In short: Unless you’re wealthy, a politician or–best of all–a cop, don’t expect the police to protect you if your life is threatened.
If you doubt it, consider the lessons to be learned when, in February, 2013, Christopher Dorner declared war on his former fellow officers of the Los Angeles Police Department.
First, above everyone else, police look out for each other.
Robert Daley bluntly revealed this truth in his 1971 bestseller, Target Blue: An Insider’s View of the N.Y.P.D. A police reporter for the New York Times, he served for one year as a deputy police commissioner.
“A great many solvable crimes in the city were never solved, because not enough men were assigned to the case, or because those assigned were lazy or hardly cared or got sidetracked.
“But when a cop got killed, no other cop got sidetracked. Detectives worked on the case night and day….
“In effect, the citizen who murdered his wife’s lover was sought by a team of detectives, two men. But he who killed a cop was sought by 32,000.”
Second, don’t expect the police to do for you what they’ll do for one another.
The LAPD assigned security and surveillance details to at least 50 threatened officers and their families. A typical detail consists of two to five or more guards. And those guards must be changed every eight to 12 hours.
Those details stayed in place long after Dorner was killed in a firefight on February 12.
But if your bullying neighbor threatens to kill you, don’t expect the police to send a guard detail over. They’ll claim: ”We can’t do anything until the guy does something. If he does, give us a call.”
Third, the more status and wealth you command, the more likely the police are to address your complaint or solve your case.
If you’re rich, your complaint will likely get top priority and the best service the agency can provide.
But if you’re poor or even middle-class without high-level political or police connections, you’ll be told: “We just don’t have the resources to protect everybody.”
Fourth, don’t expect your police department to operate with the vigor or efficiency of TV police agencies.
“I want this rock [Hawaii] sealed off,” Steve McGarrett (Jack Lord) routinely ordered when pursuing criminals on “Hawaii Five-O.”

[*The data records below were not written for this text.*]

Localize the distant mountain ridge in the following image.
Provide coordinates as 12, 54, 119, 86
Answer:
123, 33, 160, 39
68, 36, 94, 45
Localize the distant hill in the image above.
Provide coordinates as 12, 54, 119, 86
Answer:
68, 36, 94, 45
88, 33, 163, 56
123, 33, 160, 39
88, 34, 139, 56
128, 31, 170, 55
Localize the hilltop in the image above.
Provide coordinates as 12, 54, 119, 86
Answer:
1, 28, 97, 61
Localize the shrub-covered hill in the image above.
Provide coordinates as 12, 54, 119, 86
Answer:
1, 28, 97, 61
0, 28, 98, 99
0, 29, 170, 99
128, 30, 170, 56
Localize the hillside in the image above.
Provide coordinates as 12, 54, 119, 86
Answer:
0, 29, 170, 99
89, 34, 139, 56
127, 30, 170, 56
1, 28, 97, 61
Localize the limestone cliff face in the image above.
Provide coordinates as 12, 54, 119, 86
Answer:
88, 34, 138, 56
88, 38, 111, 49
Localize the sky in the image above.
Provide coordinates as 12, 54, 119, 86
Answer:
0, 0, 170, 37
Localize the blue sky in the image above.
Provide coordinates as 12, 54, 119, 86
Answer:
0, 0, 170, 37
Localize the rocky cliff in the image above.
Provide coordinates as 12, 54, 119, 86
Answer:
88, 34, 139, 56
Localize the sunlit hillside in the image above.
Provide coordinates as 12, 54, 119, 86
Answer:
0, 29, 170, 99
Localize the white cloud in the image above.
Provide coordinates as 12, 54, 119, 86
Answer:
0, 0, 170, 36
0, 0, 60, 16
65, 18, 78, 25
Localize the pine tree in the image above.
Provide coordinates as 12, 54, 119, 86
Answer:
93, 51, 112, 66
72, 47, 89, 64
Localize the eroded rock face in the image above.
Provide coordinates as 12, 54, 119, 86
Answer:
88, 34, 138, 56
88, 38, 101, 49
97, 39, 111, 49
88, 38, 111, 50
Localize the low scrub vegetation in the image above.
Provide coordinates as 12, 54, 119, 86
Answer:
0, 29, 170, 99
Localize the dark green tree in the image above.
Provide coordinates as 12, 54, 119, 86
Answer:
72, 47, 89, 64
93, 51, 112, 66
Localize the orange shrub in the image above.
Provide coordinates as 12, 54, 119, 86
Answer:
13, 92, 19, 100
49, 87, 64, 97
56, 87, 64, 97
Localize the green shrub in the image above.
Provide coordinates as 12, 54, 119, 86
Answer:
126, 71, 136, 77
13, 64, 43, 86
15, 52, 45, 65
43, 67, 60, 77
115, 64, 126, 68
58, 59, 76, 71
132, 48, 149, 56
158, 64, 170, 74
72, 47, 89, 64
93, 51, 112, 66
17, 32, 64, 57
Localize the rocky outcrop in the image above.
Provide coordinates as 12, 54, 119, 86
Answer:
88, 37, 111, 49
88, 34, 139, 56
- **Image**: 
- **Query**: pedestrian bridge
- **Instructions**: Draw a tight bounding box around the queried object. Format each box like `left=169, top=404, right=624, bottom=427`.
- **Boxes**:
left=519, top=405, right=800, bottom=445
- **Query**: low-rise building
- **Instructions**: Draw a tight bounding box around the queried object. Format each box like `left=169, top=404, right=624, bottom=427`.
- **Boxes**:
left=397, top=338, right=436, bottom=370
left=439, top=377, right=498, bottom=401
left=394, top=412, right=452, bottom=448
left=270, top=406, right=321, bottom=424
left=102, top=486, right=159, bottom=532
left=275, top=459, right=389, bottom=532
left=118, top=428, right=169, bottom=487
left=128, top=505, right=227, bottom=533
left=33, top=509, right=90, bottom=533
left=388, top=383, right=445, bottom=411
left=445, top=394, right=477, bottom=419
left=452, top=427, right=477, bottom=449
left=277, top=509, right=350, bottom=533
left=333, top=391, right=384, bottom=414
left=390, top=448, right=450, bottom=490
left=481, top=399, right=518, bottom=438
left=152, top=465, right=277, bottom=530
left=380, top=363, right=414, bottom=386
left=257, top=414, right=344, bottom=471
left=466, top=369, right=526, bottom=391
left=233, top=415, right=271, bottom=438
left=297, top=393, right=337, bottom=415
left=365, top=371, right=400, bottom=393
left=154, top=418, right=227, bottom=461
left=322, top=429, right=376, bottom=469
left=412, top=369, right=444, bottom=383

Jack Lord as Steve McGarrett
Real-life police departments, on the other hand:
- Often lack state-of-the-art crime labs to analyze evidence.
- Often lose or accidentally destroy important files.
- Are–like all bureaucracies–staffed by those who are lazy, indifferent or incompetent.
- Are notoriously competitive, generally refusing to share information with other police departments-–thus making it easier for criminals to run amok.
Even when police ”solve” a crime, that simply means making an arrest.
After that, there are at least three possible outcomes:
- The District Attorney may decide not to file charges.
- Or the perpetrator may plead to a lesser offense and serve only a token sentence-–or none at all.
- Or he might be found not guilty by a judge or jury.
Fifth, the result of all this can only be increased disrespect for law enforcement from a deservedly–and increasingly–cynical public.
It is the witnessing of blatant inequities and hypocrisies such as those displayed in the Christopher Dorner case that most damages public support for police at all levels.
When citizens believe police care only about themselves, and lack the ability-–or even the will-–to protect citizens or avenge their victimization by arresting the perpetrators, that is a deadly blow to law enforcement.
Police depend on citizens for more than crime tips. They depend upon them to support hiring more cops and buying state-of-the-art police equipment. When public support vanishes, so does much of that public funding.
The result can only be a return to the days of the lawless West, where citizens–as individuals or members of vigilantee committees–looked only to themselves for protection.